Boothman D A, Meyers M, Fukunaga N, Lee S W
Department of Human Oncology, University of Wisconsin, Madison 53792.
Proc Natl Acad Sci U S A. 1993 Aug 1;90(15):7200-4. doi: 10.1073/pnas.90.15.7200.

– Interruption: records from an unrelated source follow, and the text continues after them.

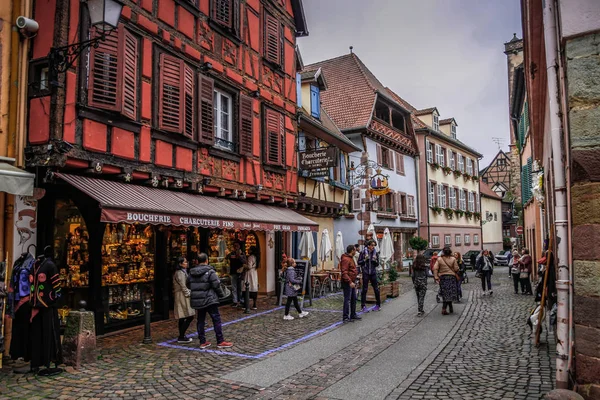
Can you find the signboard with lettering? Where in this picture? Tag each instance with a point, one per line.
(143, 217)
(318, 158)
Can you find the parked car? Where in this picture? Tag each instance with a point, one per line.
(501, 257)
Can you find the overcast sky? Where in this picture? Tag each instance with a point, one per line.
(443, 53)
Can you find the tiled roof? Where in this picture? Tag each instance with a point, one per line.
(351, 91)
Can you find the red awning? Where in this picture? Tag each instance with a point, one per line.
(121, 202)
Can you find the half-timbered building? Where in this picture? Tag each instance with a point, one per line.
(175, 135)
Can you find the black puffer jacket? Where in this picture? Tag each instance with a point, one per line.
(205, 287)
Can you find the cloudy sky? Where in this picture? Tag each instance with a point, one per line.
(442, 53)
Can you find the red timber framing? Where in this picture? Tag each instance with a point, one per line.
(188, 92)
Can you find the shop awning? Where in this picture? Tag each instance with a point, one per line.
(15, 181)
(121, 202)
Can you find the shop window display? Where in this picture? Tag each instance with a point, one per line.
(127, 270)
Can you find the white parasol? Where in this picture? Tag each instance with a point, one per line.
(306, 246)
(387, 247)
(325, 250)
(339, 247)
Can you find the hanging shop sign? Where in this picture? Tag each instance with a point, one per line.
(318, 158)
(379, 184)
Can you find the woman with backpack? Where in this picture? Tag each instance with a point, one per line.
(290, 289)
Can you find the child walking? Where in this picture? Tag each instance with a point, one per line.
(290, 289)
(419, 277)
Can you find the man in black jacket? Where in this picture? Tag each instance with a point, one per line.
(206, 291)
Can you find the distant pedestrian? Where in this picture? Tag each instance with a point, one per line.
(369, 261)
(445, 272)
(515, 270)
(251, 275)
(184, 313)
(485, 269)
(206, 291)
(525, 267)
(349, 275)
(290, 289)
(418, 272)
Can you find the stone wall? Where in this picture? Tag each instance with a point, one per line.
(583, 74)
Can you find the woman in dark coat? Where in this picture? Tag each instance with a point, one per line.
(290, 289)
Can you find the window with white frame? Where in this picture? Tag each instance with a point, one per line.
(441, 196)
(452, 195)
(439, 155)
(471, 202)
(223, 120)
(411, 206)
(469, 166)
(429, 150)
(431, 192)
(461, 163)
(462, 203)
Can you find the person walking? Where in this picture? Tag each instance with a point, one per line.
(525, 268)
(349, 274)
(418, 273)
(445, 272)
(369, 261)
(290, 289)
(237, 259)
(251, 275)
(206, 291)
(515, 270)
(485, 269)
(184, 313)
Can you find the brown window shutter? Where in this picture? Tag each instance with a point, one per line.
(222, 12)
(206, 108)
(272, 39)
(104, 87)
(130, 54)
(170, 98)
(246, 123)
(189, 111)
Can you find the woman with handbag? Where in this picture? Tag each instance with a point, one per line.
(290, 289)
(445, 272)
(183, 310)
(515, 270)
(525, 267)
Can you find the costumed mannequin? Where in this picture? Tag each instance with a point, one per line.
(19, 308)
(45, 325)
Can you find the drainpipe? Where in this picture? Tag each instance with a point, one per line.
(563, 283)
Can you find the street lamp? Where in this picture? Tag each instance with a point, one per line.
(104, 16)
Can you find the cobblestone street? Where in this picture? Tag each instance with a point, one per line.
(482, 351)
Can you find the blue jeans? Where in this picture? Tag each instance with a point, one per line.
(363, 298)
(349, 301)
(213, 311)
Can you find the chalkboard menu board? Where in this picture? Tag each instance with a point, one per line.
(302, 269)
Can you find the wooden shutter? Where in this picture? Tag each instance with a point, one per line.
(129, 55)
(222, 12)
(272, 39)
(274, 137)
(189, 111)
(246, 124)
(104, 88)
(171, 96)
(206, 93)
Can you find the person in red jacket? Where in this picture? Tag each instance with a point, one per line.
(349, 275)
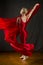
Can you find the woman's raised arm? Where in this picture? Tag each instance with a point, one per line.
(33, 11)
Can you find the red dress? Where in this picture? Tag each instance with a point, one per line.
(12, 29)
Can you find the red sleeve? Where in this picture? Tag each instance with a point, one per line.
(34, 12)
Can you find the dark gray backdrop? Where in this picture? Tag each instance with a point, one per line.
(10, 9)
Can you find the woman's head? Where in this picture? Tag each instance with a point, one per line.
(23, 11)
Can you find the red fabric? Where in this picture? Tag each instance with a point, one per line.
(12, 29)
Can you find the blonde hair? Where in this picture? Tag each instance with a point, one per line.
(23, 11)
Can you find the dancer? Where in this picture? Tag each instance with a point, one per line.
(23, 20)
(13, 27)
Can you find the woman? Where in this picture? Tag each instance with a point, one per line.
(26, 49)
(13, 27)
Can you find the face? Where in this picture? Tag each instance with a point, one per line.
(23, 11)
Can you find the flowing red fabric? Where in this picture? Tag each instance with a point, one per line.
(12, 29)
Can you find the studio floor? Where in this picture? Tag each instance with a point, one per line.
(13, 59)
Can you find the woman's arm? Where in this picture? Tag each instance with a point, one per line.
(33, 11)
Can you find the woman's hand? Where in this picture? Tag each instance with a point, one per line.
(18, 20)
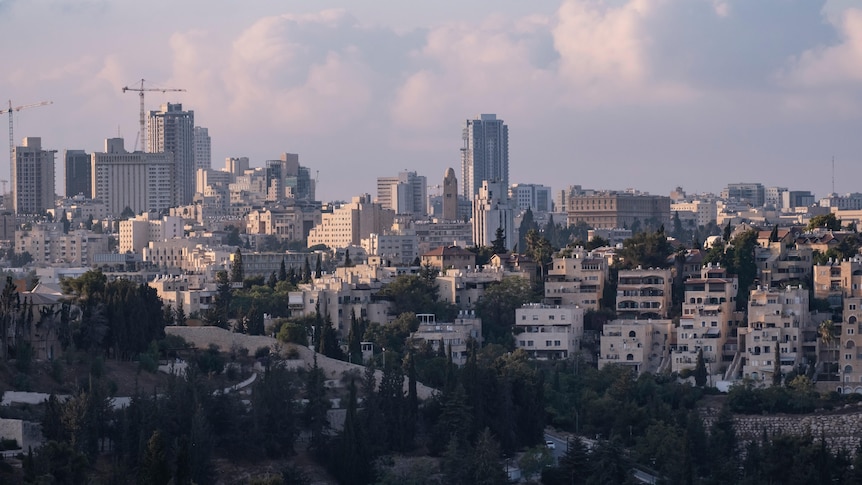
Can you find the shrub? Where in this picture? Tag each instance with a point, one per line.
(56, 371)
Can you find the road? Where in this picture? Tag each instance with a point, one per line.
(561, 445)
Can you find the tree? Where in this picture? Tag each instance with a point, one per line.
(498, 245)
(155, 469)
(700, 370)
(237, 272)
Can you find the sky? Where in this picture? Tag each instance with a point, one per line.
(614, 94)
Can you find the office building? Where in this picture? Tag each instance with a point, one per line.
(406, 194)
(491, 211)
(450, 195)
(140, 181)
(485, 154)
(78, 174)
(32, 178)
(171, 130)
(203, 148)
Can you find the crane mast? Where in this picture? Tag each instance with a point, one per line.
(143, 119)
(11, 110)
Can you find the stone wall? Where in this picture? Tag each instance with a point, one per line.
(26, 433)
(842, 429)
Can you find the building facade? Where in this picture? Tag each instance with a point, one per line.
(171, 130)
(485, 153)
(32, 178)
(139, 181)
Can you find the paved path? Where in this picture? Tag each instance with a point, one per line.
(202, 337)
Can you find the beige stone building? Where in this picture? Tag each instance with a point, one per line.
(644, 293)
(707, 322)
(776, 317)
(579, 280)
(608, 210)
(641, 344)
(549, 332)
(350, 223)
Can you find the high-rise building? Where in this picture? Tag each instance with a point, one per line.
(485, 154)
(171, 130)
(535, 197)
(140, 181)
(492, 210)
(405, 194)
(236, 166)
(78, 175)
(203, 148)
(32, 178)
(450, 195)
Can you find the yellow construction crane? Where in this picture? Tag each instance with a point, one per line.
(11, 111)
(143, 119)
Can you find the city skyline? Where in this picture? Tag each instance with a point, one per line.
(696, 94)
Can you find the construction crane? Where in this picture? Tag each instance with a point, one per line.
(143, 119)
(11, 111)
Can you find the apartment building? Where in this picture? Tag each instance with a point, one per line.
(707, 322)
(608, 210)
(350, 223)
(455, 336)
(776, 317)
(136, 233)
(549, 332)
(48, 244)
(642, 344)
(644, 293)
(579, 280)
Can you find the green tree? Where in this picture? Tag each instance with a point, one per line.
(700, 373)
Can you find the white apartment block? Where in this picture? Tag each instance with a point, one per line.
(350, 223)
(549, 332)
(181, 290)
(400, 249)
(850, 348)
(492, 210)
(775, 318)
(641, 344)
(644, 293)
(707, 321)
(47, 243)
(701, 212)
(138, 232)
(577, 280)
(140, 181)
(452, 335)
(535, 197)
(464, 288)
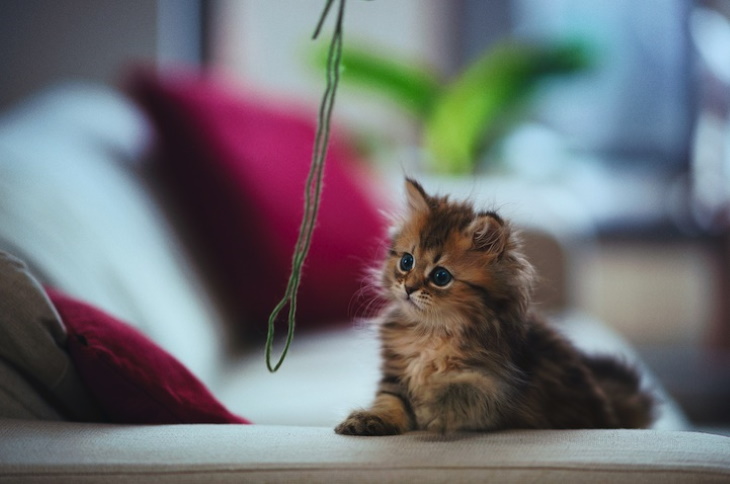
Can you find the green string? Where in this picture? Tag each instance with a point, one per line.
(313, 187)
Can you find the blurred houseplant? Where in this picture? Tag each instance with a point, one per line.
(463, 119)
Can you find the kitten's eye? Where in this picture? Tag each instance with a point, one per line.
(441, 276)
(406, 262)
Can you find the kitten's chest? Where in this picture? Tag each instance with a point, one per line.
(426, 357)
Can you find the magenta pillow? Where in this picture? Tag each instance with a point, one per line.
(237, 169)
(133, 379)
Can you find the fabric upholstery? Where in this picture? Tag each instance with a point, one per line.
(37, 377)
(72, 209)
(237, 168)
(132, 378)
(32, 452)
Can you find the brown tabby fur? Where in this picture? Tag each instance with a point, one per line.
(471, 355)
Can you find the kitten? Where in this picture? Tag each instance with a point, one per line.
(461, 348)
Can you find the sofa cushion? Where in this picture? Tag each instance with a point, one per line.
(133, 379)
(37, 378)
(40, 452)
(237, 169)
(72, 209)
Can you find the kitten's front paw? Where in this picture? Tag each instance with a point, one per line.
(366, 423)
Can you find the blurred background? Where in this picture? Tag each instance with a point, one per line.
(617, 110)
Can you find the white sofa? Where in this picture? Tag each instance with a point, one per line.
(74, 210)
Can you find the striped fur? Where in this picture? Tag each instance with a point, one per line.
(470, 354)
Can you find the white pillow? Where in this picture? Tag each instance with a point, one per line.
(71, 207)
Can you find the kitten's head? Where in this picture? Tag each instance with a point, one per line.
(448, 264)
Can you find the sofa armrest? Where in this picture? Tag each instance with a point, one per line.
(71, 452)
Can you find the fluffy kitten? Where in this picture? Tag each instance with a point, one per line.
(461, 349)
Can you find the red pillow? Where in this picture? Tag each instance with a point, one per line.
(133, 379)
(237, 170)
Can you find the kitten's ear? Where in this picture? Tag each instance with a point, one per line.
(416, 197)
(489, 233)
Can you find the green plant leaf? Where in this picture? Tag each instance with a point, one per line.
(413, 88)
(476, 107)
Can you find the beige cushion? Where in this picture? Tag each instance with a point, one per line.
(63, 452)
(37, 377)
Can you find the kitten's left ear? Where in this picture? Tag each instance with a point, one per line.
(416, 197)
(489, 233)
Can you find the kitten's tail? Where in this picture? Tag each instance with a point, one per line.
(621, 383)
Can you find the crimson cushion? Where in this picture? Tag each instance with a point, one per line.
(133, 379)
(237, 168)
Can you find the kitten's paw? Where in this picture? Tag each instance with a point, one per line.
(366, 423)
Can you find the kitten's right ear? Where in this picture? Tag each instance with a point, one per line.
(489, 233)
(416, 197)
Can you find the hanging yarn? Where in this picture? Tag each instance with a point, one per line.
(313, 187)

Twelve x-ray-induced transcripts (xips), differentially expressed 8- to 230-fold in x-irradiated versus unirradiated radioresistant human melanoma (U1-Mel) cells, were isolated as cDNA clones (xip1 through xip12) after four rounds of differential hybridization. Northern analyses revealed rare, medium, and abundant xips, ranging in size from 1.2 to 10 kb. All transcripts were transiently expressed and induced by low, but not by high (> 600 cGy), doses of radiation. Three transcripts (xip4, -7, and -12) were induced only by ionizing radiation, and many (i.e., xip1, -2, -3, -5, -6, -8, -9, -10, and -11) were also induced by UV irradiation or phorbol 12-myristate 13-acetate. Heat shock did not induce any of the xips, but it decreased basal levels of xip4, -7, -11, and -12. Three xip cDNA clones were identified as encoding thymidine kinase, DT diaphorase, and tissue-type plasminogen activator. The remaining nine cDNA clones showed little homology to known genes. Three clones contained regions homologous to c-fes/fps protooncogene, recombination activating gene 1, or the human angiogenesis factor gene. X-ray-inducible genes may function in damaged cells to regulate DNA repair, apoptosis, mutagenesis, and carcinogenesis.
通过四轮差异杂交,分离出12个X射线诱导转录本(xips),它们在X射线照射的与未照射的耐辐射人黑色素瘤(U1-Mel)细胞中差异表达8至230倍,并作为cDNA克隆(xip1至xip12)。Northern分析显示,xips有稀少、中等丰富和丰富之分,大小从1.2到10 kb不等。所有转录本均为瞬时表达,且由低剂量(而非高剂量(> 600 cGy))辐射诱导。三个转录本(xip4、-7和-12)仅由电离辐射诱导,许多转录本(即xip1、-2、-3、-5、-6、-8、-9、-10和-11)也由紫外线照射或佛波酯12-肉豆蔻酸酯13-乙酸酯诱导。热休克未诱导任何xips,但降低了xip4、-7、-11和-12的基础水平。三个xip cDNA克隆被鉴定为编码胸苷激酶、DT黄递酶和组织型纤溶酶原激活剂。其余九个cDNA克隆与已知基因几乎没有同源性。三个克隆包含与c-fes/fps原癌基因、重组激活基因1或人血管生成因子基因同源的区域。X射线诱导基因可能在受损细胞中发挥作用,以调节DNA修复、细胞凋亡、诱变和致癌作用。